Jakarta – Dewan Perwakilan Rakyat (DPR) menyetujui Rancangan Undang-Undang (RUU) Pengampunan Pajak atau tax amnesty dalam Program Legislasi Nasional (Prolegnas) 2025.
Analis Ekonomi Asosiasi Pengusaha Indonesia (Apindo) Ajib Hamdani menilai kebijakan tax amnesty atau pengampunan pajak akan selalu menimbulkan polemik dan diskursus yang bertentangan. Hal ini setelah Dewan Perwakilan Rakyat (DPR) menyetujui Rancangan Undang-Undang (RUU) Pengampunan Pajak atau tax amnesty dalam Program Legislasi Nasional (Prolegnas) 2025.
Pertama, tax amnesty ini akan memberikan rasa ketidakadilan terhadap wajib pajak yang telah patuh. Karena masyarakat yang mengikuti program tax amnesty, berarti mengakui sebelumnya mereka tidak patuh dalam melakukan kewajiban perpajakan.
Kedua, masyarakat akan cenderung meremehkan kebijakan-kebijakan umum tentang perpajakan karena secara rutin pemerintah mengeluarkan program tax amnesty. Kedua hal inilah yang membuat kebijakan tax amnesty ini adalah program yang kurang ideal, ujar Ajib dalam keterangannya, Rabu (20/11/2024).
Akan tetapi, di sisi lain tak dipungkiri masyarakat indonesia secara umum, memang masih mempunyai literasi perpajakan yang rendah. Kalaupun masyarakat golongan yang sudah paham tentang perpajakan, budaya taat pajaknya juga masih rendah.

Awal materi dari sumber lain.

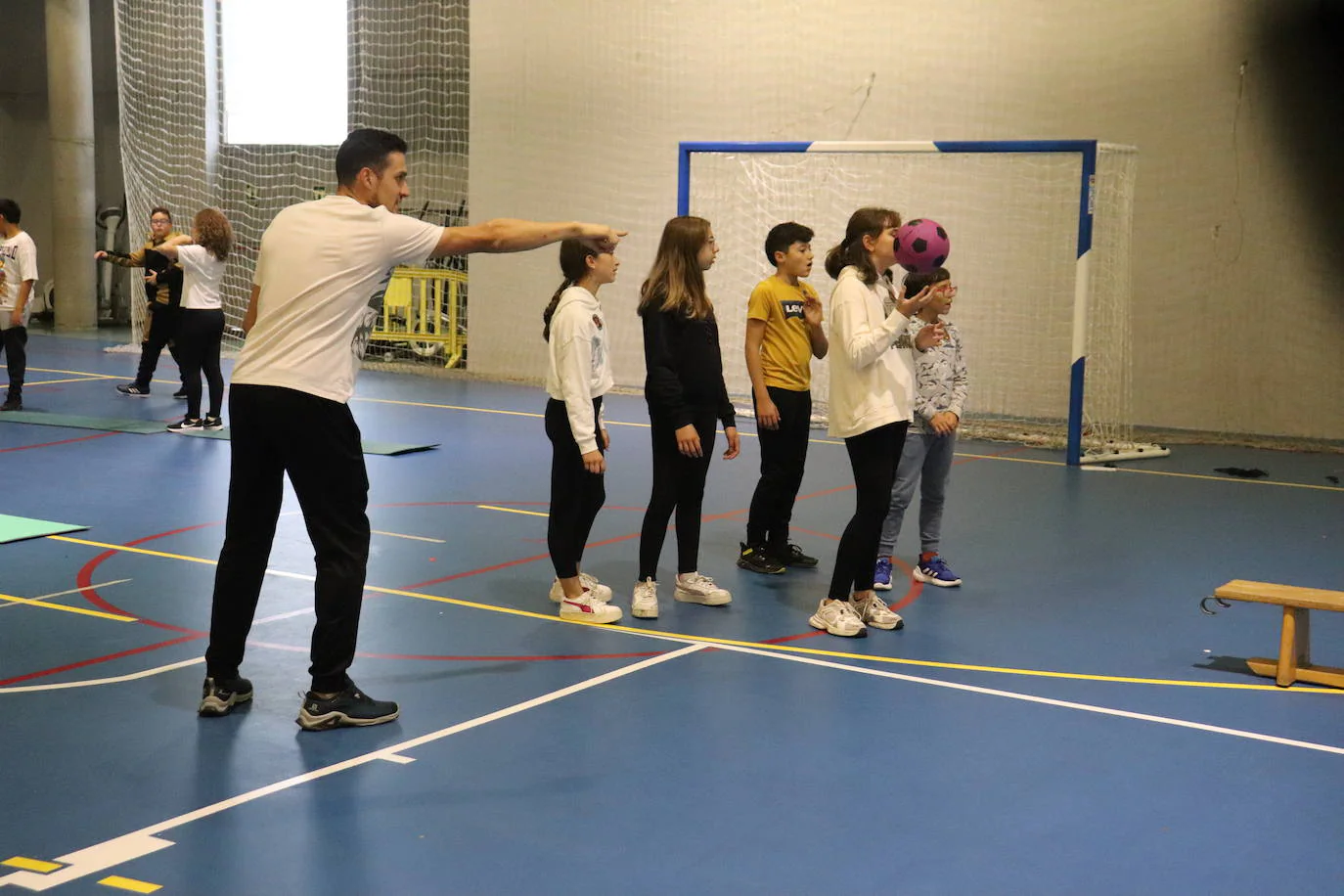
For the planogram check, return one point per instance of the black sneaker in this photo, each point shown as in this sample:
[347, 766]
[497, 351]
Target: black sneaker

Hal ini tercermin dari tingkat tax ratio Indonesia yang hanya bergerak di kisaran 10 persen. Pada 2025, kebijakan coretax system akan diberlakukan, ini membutuhkan prasyarat wajib pajak mempunyai pemahaman dan kepatuhan pajak yang lebih baik. Hal ini yang membuat tax amnesty dibutuhkan oleh masyarakat.